Main dans la main avec l’Etat, le conseiller administratif de Bernex Gilbert Vonlanthen considère quant à lui la Goutte de Saint-Mathieu comme le «chaînon manquant» du développement du quartier. Derrière les infrastructures, l’élu attend avec impatience les 300 emplois prévus dans une commune fortement déséquilibrée – 10000 habitants pour seulement 2000 emplois actuellement. «On est au milieu du gué, poursuit Gilbert Vonlanthen. Les Bernésiens ont accepté de perdre temporairement en qualité de vie pour que la commune se développe. A présent que le tram va être inauguré, que les logements vont sortir de terre, il faut aller au bout du processus.»
Du côté des référendaires, on dénonce un bétonnage aveugle à l’heure où il faudrait au contraire préserver les parcelles agricoles. «Après avoir déclassé 47,5 hectares à Bernex, l’Etat en rajoute une couche avec 4,5 hectares supplémentaires», dénonce le viticulteur Willy Cretegny, à l’origine du référendum. L’appétit de développement de l’Etat est également critiqué par son collègue Lionel Dugerdil, viticulteur à Satigny. «Genève a bientôt dépassé les limites légales de la loi sur l’aménagement du territoire, prévient-il. Il y a de plus en plus d’habitants et de moins en moins de terres pour les nourrir.»
Sur le fond, le comité ne s’oppose pas à la construction des infrastructures mais demande qu’elles soient incluses sur les terrains déjà déclassés. Inimaginable selon Antonio Hodgers. «Le nouveau quartier a été accepté par le peuple, rappelle-t-il.
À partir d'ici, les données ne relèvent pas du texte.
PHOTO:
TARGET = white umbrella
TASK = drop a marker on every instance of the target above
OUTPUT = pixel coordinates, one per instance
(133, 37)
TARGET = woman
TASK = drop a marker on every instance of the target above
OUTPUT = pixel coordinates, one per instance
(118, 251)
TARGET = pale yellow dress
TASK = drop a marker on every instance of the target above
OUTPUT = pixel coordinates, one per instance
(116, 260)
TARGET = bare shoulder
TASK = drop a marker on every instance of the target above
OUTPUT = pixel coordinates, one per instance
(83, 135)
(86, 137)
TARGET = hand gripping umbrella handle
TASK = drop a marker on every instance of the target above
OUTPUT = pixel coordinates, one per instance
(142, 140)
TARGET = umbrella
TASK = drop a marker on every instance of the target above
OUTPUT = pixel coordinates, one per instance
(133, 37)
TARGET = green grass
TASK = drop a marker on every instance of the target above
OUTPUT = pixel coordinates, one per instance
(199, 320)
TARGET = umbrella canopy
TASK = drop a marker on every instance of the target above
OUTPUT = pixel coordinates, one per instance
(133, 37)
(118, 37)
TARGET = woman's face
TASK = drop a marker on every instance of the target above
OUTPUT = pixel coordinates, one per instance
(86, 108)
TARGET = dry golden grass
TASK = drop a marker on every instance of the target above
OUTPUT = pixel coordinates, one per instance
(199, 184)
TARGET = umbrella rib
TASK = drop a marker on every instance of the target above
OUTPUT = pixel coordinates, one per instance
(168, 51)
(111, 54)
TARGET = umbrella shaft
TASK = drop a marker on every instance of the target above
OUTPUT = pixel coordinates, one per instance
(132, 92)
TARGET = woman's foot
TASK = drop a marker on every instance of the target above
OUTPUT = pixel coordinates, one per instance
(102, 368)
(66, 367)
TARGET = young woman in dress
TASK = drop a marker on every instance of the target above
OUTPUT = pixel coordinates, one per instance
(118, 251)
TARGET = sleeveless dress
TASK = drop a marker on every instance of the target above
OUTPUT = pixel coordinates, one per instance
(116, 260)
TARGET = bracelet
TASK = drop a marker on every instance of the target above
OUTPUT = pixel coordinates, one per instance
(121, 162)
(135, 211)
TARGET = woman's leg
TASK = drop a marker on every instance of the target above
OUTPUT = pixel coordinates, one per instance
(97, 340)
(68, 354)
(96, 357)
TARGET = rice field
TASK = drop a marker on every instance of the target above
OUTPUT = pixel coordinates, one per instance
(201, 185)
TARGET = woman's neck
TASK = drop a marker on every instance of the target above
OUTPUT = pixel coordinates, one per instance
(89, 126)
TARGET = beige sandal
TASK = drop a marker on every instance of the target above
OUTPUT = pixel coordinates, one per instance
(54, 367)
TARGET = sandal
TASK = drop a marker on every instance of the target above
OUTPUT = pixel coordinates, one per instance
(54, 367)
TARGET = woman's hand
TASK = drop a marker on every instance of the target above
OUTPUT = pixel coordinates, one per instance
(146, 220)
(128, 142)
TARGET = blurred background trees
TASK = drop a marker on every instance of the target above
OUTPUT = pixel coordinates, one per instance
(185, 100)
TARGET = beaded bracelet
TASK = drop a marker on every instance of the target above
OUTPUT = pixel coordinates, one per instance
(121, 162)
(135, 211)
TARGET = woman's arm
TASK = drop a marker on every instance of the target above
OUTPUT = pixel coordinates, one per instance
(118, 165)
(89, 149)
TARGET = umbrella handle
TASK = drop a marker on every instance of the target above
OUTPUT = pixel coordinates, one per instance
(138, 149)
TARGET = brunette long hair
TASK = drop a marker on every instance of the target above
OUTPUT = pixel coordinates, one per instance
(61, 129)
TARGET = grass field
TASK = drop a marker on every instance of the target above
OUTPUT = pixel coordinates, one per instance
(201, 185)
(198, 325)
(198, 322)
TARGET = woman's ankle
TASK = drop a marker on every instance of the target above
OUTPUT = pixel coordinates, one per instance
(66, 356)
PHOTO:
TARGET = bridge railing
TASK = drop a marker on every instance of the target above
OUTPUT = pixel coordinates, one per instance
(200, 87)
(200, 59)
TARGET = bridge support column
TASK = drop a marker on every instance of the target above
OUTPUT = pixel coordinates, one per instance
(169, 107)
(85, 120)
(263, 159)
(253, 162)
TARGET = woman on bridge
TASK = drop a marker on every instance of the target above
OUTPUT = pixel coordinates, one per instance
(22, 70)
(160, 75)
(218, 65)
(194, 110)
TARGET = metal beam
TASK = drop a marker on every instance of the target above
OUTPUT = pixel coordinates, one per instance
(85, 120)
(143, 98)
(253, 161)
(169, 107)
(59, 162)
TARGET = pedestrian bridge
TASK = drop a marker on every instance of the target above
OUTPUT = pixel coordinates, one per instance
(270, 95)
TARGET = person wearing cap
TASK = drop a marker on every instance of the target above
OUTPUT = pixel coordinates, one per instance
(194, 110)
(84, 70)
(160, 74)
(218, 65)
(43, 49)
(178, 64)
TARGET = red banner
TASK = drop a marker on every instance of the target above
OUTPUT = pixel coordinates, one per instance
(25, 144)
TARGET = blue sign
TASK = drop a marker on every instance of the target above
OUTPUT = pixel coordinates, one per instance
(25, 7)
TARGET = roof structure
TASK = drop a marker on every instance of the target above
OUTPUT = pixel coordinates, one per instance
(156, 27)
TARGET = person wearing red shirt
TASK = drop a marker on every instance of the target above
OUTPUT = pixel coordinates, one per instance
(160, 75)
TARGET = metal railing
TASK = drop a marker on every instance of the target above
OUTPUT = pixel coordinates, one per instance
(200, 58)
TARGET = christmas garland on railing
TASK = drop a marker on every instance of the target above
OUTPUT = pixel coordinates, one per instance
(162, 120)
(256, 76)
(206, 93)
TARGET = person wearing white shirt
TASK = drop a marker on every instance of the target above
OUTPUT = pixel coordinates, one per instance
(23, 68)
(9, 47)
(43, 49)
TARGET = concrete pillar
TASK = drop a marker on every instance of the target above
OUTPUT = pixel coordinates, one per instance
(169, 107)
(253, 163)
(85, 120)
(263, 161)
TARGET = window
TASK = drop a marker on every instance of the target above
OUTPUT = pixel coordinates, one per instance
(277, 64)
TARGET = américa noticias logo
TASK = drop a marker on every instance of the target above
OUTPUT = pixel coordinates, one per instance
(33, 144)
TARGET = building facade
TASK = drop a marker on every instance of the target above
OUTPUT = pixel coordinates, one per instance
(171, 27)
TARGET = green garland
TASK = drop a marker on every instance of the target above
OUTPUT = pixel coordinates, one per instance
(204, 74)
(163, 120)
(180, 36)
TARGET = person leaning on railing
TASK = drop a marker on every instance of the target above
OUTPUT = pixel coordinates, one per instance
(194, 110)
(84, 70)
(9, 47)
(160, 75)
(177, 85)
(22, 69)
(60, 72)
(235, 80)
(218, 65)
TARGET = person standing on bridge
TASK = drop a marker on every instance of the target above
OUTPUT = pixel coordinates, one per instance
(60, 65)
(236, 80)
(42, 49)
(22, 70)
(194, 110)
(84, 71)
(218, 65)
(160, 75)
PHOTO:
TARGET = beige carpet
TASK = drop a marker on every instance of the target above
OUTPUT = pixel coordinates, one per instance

Il faudrait modifier les plans localisés actuels, tout le projet serait stoppé.» Dans l’absolu, ajouter ces équipements signifierait densifier davantage, ce qui entraînerait une baisse de la qualité de vie. «Une absurdité du point de vue urbanistique.»
La «politique du fait accompli»
Pour Philippe Roch, ancien directeur de l’Office fédéral de l’environnement, la Goutte est symptomatique d’une problématique plus large. «Alors que le covid a montré combien la population est assoiffée de nature, il convient de conserver suffisamment d’espace rural pour pouvoir accueillir le public dans de bonnes conditions.»
Coincé entre deux routes, ne peut-on pas rêver mieux en termes de balade champêtre? «Je retourne l’argument à l’Etat, lance Willy Cretegny. Le terrain n’est pas digne d’être cultivé? Pourtant il veut y installer une ferme urbaine. L’autoroute est trop proche pour construire des logements? Pourtant il veut construire une école.» En définitive, les référendaires dénoncent la «politique du fait accompli» dont serait coutumier l’Etat. «Construire des logements puis penser aux infrastructures, c’est une manière de prendre le citoyen en otage.»